Although in non-carriers distress and anxiety were low and stable over time, among carriers, mean IES and STAI-6 scores at 6 months increased significantly to 19.9 (SD = 15.6) and 12.6 (SD = 4.2). Increased distress and anxiety have been consistently observed at 6 months to 1 year after disclosure of carrier status in studies of traditional, in-person genetic counseling.31,32,33 This distress declines over time34,35,36 and will be reassessed in future evaluations of study participants. Over time, carriers also undergo risk reduction surgeries that further reduce distress and anxiety.11,37 In the Canadian AJ study, mean IES score for carriers at 1 year was 23.8 (SD = 14.5) and decreased to 17.2 (SD = 14.5) at 2 years. Importantly, satisfaction with testing (SWHD) was as high in carriers as in non-carriers and, similar to all previous studies, distress and anxiety scores for carriers were generally below the threshold of clinically meaningful psychological dysfunction.38

The mean knowledge score 1 week after testing was 7.0/10 (SD = 2.5), similar to knowledge scores of ~70% in previous studies of education sessions or written information.39,40 Among women invited for posttest counseling, knowledge increased to 7.6/10 (P = 0.002); among carriers, knowledge at 6 months was increased substantially to 8.7/10. In qualitative interviews reported elsewhere,28 participants indicated that they regarded knowledge on a “need to know” basis, i.e., they sought knowledge only once they were found to be at risk. In this study, 69% of participants were at low a priori risk and remained so after testing. To summarize, psychosocial outcomes were generally favorable and similar to those observed both with traditional genetic counseling and in other non-family-history-based trials.

Study limitations

This study population is highly educated. Recruitment at mammography, executive screening, and breast surgeon clinics ascertained highly health-aware individuals. We did not aim to enroll a representative sample of the Israeli AJ population, but rather to explore alternative options of performing general BRCA1/BRCA2 screening. In this respect, the study population provides insight into the profile of potential participants in different versions of a screening program. The response rate to questionnaires was partial (67% for Q1 and 50% for Q2), but responders were representative of women study participants. The study was performed in one country. Sociocultural and health-system particulars may differ elsewhere.

Conclusion

Screening AJ for common BRCA1 and BRCA2 mutations using a streamlined process without in-person pretest counseling resulted in high (67%) uptake, very high (>90%) satisfaction, and very high post-test counseling compliance (89–100%). Most participants (71%) had no suggestive family history, and restricting in-person counseling to high-risk persons at the post-test stage resulted in no substantial psychosocial harm.
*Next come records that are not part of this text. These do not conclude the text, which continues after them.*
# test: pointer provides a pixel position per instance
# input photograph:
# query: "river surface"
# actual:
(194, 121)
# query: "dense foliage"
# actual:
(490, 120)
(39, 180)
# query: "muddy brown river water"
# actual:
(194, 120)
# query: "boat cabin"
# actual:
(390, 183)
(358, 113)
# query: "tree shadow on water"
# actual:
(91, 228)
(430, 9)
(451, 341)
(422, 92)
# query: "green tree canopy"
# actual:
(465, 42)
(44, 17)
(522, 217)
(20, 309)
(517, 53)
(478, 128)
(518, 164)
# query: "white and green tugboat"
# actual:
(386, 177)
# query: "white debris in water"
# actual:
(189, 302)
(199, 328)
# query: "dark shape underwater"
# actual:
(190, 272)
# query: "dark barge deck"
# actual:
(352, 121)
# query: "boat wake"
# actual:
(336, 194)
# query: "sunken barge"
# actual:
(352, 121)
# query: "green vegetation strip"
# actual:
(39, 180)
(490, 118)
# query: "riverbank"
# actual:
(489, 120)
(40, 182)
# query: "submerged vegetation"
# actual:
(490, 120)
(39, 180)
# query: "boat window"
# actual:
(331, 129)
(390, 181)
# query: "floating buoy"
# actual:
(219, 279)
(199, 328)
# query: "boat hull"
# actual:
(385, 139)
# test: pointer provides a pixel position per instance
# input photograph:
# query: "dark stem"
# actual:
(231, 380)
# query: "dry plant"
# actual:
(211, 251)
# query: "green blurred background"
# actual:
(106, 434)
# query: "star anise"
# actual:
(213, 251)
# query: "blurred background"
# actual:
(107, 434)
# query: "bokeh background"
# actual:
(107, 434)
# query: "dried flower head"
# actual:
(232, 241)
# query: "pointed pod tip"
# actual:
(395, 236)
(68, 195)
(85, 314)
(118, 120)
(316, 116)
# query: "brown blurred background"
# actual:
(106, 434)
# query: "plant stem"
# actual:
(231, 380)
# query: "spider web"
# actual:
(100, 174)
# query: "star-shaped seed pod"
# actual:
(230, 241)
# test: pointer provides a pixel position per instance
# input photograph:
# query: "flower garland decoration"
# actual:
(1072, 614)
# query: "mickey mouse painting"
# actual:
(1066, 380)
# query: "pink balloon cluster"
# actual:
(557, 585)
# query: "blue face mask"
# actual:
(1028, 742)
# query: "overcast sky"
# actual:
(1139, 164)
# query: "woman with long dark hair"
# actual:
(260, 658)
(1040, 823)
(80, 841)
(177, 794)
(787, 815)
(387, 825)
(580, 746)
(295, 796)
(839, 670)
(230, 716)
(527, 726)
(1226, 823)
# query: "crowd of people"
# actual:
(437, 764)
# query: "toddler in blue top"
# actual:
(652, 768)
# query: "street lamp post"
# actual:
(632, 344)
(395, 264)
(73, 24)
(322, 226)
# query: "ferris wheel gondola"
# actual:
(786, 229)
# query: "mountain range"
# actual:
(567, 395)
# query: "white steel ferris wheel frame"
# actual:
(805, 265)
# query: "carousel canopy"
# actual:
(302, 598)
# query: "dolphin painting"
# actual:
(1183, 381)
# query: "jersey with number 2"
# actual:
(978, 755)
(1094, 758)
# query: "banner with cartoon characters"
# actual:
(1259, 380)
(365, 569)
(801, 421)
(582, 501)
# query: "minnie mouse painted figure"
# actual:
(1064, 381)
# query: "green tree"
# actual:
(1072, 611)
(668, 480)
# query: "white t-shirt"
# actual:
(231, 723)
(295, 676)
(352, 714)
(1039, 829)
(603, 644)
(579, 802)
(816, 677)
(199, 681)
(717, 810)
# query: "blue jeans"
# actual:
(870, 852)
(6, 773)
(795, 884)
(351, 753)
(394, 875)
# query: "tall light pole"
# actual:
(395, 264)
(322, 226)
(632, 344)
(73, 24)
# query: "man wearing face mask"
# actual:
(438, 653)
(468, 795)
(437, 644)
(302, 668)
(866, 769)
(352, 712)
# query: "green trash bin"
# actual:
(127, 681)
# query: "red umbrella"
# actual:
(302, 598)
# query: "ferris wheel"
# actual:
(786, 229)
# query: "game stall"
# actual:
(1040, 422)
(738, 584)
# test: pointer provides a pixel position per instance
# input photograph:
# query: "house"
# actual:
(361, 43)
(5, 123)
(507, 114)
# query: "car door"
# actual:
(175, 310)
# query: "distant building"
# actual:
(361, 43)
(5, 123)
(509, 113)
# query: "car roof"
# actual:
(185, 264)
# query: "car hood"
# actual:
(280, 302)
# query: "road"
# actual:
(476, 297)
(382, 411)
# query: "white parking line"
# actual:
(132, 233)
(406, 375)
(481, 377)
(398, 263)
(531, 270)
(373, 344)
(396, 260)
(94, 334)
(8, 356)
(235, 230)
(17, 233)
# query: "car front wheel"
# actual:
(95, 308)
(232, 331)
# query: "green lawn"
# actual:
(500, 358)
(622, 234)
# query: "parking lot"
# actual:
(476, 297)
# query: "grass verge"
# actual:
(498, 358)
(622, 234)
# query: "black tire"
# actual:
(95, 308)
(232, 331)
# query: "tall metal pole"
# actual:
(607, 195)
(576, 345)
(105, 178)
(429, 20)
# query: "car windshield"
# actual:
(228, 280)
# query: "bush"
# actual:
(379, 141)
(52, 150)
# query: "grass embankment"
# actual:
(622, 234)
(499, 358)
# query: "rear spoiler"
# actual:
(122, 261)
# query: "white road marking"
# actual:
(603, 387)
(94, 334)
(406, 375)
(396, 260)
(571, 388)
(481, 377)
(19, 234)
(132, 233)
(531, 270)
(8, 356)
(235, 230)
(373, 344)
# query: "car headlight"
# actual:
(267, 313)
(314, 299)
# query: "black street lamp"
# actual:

Forty percent of carriers identified did not have a suggestive family history. Self-referral and medical-based recruitment captured different groups of women, suggesting that a multimethod approach will widen ascertainment. Current strategies target women who are around age 50, which is older than optimal for effective prevention. Further research is necessary to address screening implementation for younger women and for various societies and health systems.

Disclosure

The authors declare no conflict of interest.